Naturally enough, after owning the little Honda for a few weeks, Gordon was suddenly an enthusiast. Then he started noticing the hotshots in his ocean-side neighborhood in San Francisco, many of them riding Yamaha 500 singles. “People would race them up and down the Great Highway. The Yamaha TT500 has stump-pulling torque, and some people could wheelie a TT500 for blocks.
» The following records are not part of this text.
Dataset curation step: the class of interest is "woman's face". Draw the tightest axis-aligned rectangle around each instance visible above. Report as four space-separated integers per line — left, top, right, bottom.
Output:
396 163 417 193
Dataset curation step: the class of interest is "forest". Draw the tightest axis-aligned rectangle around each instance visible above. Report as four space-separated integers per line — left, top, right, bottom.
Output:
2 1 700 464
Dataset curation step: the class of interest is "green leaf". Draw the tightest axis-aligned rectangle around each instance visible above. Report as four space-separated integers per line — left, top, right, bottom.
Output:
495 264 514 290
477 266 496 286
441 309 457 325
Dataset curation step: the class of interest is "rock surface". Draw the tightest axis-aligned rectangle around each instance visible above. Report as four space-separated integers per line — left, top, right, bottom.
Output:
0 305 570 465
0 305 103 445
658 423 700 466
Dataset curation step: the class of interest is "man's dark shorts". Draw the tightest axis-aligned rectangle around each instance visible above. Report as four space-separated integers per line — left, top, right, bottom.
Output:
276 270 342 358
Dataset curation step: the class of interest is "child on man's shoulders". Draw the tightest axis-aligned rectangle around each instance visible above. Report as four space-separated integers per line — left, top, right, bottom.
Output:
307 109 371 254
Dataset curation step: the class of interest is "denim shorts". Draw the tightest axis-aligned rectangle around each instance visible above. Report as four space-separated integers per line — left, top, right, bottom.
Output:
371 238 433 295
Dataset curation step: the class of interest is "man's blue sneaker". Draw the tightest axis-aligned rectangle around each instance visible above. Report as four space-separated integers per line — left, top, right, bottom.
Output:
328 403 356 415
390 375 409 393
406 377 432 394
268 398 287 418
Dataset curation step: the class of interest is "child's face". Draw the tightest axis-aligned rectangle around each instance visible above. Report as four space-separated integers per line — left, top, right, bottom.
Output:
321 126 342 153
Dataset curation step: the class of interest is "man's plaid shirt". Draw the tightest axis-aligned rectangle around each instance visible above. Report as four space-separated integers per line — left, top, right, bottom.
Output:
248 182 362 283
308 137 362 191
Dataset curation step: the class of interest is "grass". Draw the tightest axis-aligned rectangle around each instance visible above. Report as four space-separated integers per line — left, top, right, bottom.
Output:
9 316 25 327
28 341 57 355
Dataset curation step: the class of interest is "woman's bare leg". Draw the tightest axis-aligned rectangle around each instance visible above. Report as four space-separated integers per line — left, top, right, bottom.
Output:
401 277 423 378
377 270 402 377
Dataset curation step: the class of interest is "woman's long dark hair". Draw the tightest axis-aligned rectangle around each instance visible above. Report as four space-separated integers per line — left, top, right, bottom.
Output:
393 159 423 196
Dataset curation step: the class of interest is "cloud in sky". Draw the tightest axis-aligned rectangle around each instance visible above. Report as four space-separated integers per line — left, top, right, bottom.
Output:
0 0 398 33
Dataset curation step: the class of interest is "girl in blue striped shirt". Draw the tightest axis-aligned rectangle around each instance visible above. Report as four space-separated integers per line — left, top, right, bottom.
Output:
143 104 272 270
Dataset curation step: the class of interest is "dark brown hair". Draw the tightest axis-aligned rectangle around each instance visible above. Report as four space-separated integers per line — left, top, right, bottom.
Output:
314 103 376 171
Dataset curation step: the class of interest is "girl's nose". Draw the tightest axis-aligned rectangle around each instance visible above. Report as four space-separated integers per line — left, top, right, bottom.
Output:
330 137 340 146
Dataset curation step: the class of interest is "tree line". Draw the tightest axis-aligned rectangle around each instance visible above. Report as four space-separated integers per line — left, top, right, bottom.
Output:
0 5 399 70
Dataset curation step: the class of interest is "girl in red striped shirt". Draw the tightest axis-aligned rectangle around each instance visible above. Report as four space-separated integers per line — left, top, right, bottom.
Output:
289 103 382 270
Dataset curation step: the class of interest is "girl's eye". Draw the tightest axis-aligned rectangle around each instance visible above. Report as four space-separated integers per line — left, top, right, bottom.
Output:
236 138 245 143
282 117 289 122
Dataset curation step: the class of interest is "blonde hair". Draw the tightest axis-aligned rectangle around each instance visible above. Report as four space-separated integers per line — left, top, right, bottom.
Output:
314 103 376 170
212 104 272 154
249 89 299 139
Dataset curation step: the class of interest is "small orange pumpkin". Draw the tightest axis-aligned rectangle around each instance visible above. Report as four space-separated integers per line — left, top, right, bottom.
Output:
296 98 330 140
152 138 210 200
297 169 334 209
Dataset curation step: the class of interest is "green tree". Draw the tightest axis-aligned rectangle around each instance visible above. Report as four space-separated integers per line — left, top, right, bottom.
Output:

It was the Wheelie King,” Gordon says, and that got him hooked on the big Yamaha single.

Although the Yamaha TT500 was last imported into the U.S. in 1981, the lightweight, fun single still has tons of fans. “I don’t remember when I got the first one, but I’ve definitely been bit by the Yamaha 500 bug,” Gordon adds. “I have been collecting all three varieties — the TT offroader, the XT enduro bike and the SR road machine. I own eight now, and this bike is the earliest one in my collection.”

Rise of the machine: The 4-stroke motorcycle
Although Yamaha got its start in the 1800s building instruments, it turned to motorcycles after World War II, when producing inexpensive transportation was one of the sure bets in the uncertain world of occupied Japan. Exports fueled the company’s growth — particularly to the U.S., where the company established an export arm in 1961 — and by the late 1960s Yamaha’s American market was probably bigger than its Japanese market, and possibly Yamaha’s single biggest source of income.

A lot of that success came from paying attention to the market. The Yamaha DT-1 scrambler introduced in 1968 was specifically built for the U.S. market, and was a huge success. “It was reliable,” explains John Reinhard, a former Yamaha USA employee and now owner of Ken Maely’s Hot Shoes (famous for its custom dirt track racing boots). “The levers would stay on the bars. Everything would work,” he says in obvious reference to the less-than-reliable fare coming out of the U.K.